9年前に就任した佐藤社長のモットーは「自律型人間になろう」。人材育成への投資は惜しまない。奥原に対しても同じだ。難波さんは「契約をずっとしていきたいというのが担当としての思い。奥原選手の挑戦を一緒に実現できたら」と語る。「SNSなどでいろいろ発信して、多くの人に伝えようとしている。我々も前向きになれるので頑張ってほしい。自分たちも一緒に楽しめたらと」。コロナ禍にあって、選手も企業もプラスになっている。【松熊洋介】

◆太陽ホールディングス株式会社 1953年(昭28)9月、印刷インキと関連資材製品の製造販売を事業目的とする「太陽インキ製造株式会社」として設立。携帯やパソコンなどのIT機器やデジタル家電などに利用されるプリント配線板(PWD)用部材の製造販売や、医療用医薬品の製造販売などを行う。資本金94億9984万円。従業員1988人、佐藤英志社長。

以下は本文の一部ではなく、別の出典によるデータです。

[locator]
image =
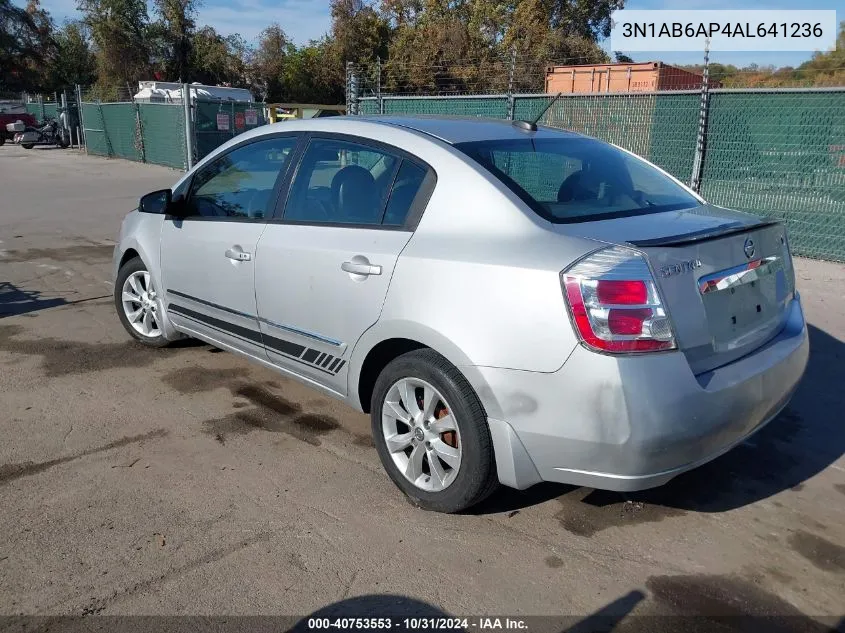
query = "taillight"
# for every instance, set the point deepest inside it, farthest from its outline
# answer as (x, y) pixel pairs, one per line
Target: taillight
(615, 304)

来夏の東京五輪出場を目指すビーチバレーボール男子の清水啓輔(33=フリー)は、活動費を確保するためスポンサー探しに奔走している。日本バレーボール協会が選ぶ強化指定選手(4組計8人)の1人。今春からペアを組む村上斉(31=ADI・G)と開催国枠(男女各1チーム)を争う代表決定戦出場へ準備してきたが、五輪延期に伴い中止に。2月に所属先を退社した影響で収入が乏しく、貯金を切り崩した競技活動を余儀なくされている。

清水によると、ビーチバレーボール界では練習拠点や遠征時の宿泊先を自力で確保するケースがほとんど。自身は強化指定選手に選ばれているため、NTC(ナショナルトレーニングセンター)競技別強化拠点の神奈川・川崎マリエンを優先的に利用できる。ただ、競技に集中するため、スポンサー先からの援助が必要だ。プレゼン資料を抱えて企業回りをすることが欠かせない。

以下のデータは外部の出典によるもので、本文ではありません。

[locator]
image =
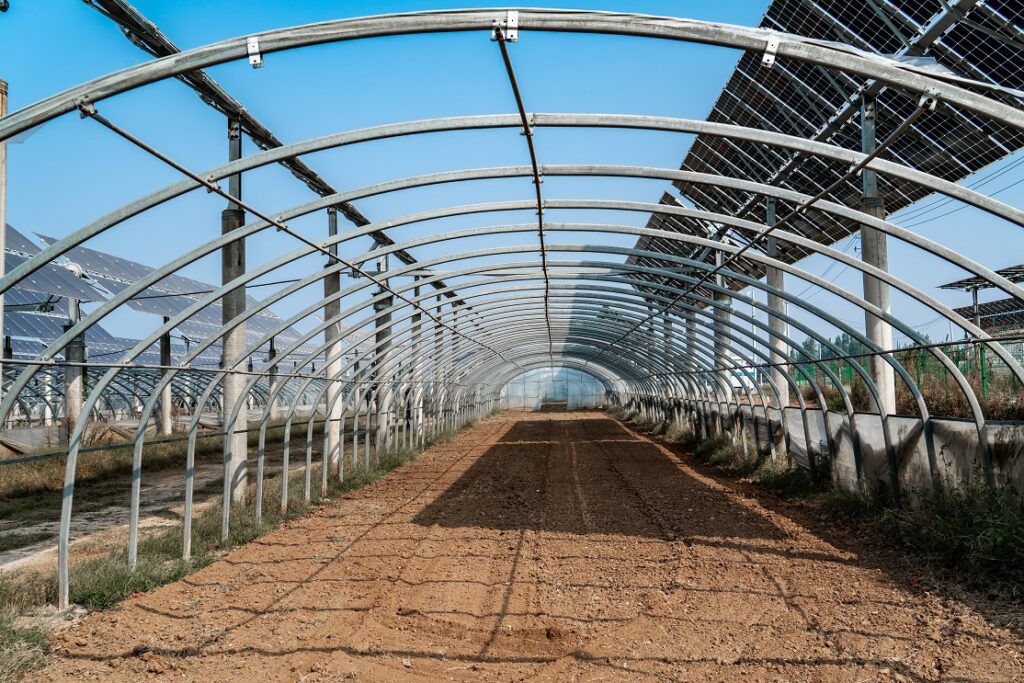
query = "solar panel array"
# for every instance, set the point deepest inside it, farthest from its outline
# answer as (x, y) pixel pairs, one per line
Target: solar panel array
(983, 44)
(1014, 273)
(169, 296)
(36, 311)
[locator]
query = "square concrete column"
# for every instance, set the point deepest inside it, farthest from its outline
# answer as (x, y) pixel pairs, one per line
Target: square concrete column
(74, 374)
(875, 251)
(382, 375)
(3, 208)
(416, 372)
(721, 317)
(332, 337)
(235, 341)
(272, 379)
(776, 304)
(166, 418)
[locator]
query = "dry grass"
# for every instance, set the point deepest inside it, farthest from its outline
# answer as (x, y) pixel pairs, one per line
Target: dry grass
(102, 579)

スポンサー料金(1シーズン200万円、100万円、50万円)に応じ、協賛プランを細かく設定している。ロゴ入りユニホームの着用など具体例を示し、実際にどんな効果が期待できるかを伝えている。昨シーズンまで所属していた都内の福祉法人から受け取っていた400万円余りと、個人・企業から計約60万円を活動費に捻出していた。練習着や飲料水など物品の提供も受けていた。

しかし、所属先を退社したことで状況は一変。当時は一緒にプレーする選手がなかなか見つからず、5月の五輪代表決定戦出場すら危うい状況だった。「所属先に支えてもらってきたのに、チームすら作れない状況に申し訳なくて…」と自ら退社を申し出た。

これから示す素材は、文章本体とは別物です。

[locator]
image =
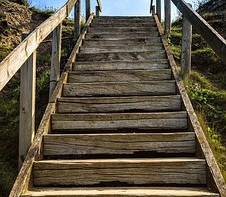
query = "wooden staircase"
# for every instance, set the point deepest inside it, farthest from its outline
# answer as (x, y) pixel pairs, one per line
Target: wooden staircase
(121, 127)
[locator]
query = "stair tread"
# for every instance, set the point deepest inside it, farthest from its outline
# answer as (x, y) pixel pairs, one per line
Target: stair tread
(112, 121)
(119, 104)
(119, 144)
(119, 75)
(132, 192)
(140, 171)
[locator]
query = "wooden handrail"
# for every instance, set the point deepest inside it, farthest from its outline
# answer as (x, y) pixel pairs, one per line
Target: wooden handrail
(14, 61)
(211, 36)
(99, 5)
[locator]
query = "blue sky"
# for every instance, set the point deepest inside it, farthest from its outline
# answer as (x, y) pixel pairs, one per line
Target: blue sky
(111, 7)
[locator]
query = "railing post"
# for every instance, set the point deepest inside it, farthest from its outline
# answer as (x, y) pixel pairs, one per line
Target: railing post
(55, 59)
(186, 47)
(88, 9)
(97, 11)
(77, 12)
(153, 10)
(167, 17)
(27, 105)
(159, 9)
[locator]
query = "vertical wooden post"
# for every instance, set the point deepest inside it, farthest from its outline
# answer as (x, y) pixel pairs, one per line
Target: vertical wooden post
(159, 9)
(77, 12)
(167, 17)
(27, 105)
(153, 10)
(97, 11)
(88, 9)
(186, 48)
(55, 59)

現在は200万円余りの貯金を切り崩して競技を続ける。コロナ前の契約スポンサーは全てつなぎとめているが、支援の規模は縮小傾向。遠征自体がないので出費は抑えられているが「大会が開催されるようになれば、活動費が増えていきます」と不安を抱える。

苦しい状況でも練習に集中できるのは、支えてくれる人たちへの恩返しがしたいからだ。「フルタイムで働く妻から『なんとかならなかったら、私がなんとかするよ』と言われました。お世話になっているスポンサーの方々のためにも、五輪の舞台に立ちたいです」。周囲の期待を糧に奮闘する33歳は、きょうもトレーニングに打ち込んでいる。【平山連】

◆清水啓輔(しみず・けいすけ)1987年(昭62)9月5日生まれ、愛知県岡崎市出身。小学生の頃からバレーボールをしていたが、大学3年時にビーチバレーへ転向。競技開始4年で国内最高峰の日本ツアーで優勝後、18年に男子代表としてアジア大会に出場。身長175センチと小柄ながら、スピードを生かした守備と多彩な攻撃が魅力。始めたきっかけは「海が呼んでいた」から。